Tata Nano Bound for U.S., But Who Will Buy It?
Ratan Tata has a lot of things to his credit. He’s a successful businessman, owns two luxurious car brands and has the coolest name in the auto business.
This is the man who managed to slip Jaguar and Land Rover under his Tata Motors umbrella while also building and selling the world’s cheapest car, the Tata Nano.
Of course, the Nano hasn’t exactly risen to the occasion as the spectacular new Jags and Rovers have. In fact, there have been more than a few cases of the 2-cylinder, 37-hp cars bursting into flames and burning up on the side of the road. That’s not good for business—just ask Henrik Fisker (the guy with the second-coolest name in the biz).
So why, in his right mind, would Mr. Tata think the Nano could thrive in the United States?
Tata told Automotive News,
The smart (fortwo) and the FIAT 500 have high sticker prices, and people buy them because they are small cars. But everyone knows you put a lot of money into it. We hope that the sub-$10,000 car has appeal.

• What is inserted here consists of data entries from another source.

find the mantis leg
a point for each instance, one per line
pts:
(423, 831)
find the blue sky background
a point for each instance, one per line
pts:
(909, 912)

So he’s playing the price card. A small car at a cheap price will, in theory, sell simply because it’s small and cheap.
Mt. Tata’s a smart man, though, and should know that the U.S. market is a tiny but more finicky than that. For around 12 grand, buyers can get a new Nissan Versa, not to mention all the fun, classy and even luxurious cars available on the used market for around $10,000.
Tata won’t just compete with the base Versa, the Nano will take on every car priced between $8,000 and $13,000 on the CarGurus used listings. Many, if not all, of those will be better built and more powerful than the Nano.
The U.S. version will be bigger and more powerful than the Nano sold in India and will even have power steering and traction control. What it won’t have is a reputation for quality or even a dealer network, because there’s no way these will be sold anywhere near a Jaguar or Land Rover.
For around $10,000, would you consider a new Tata Nano over, say, a 2005 BMW 3 Series?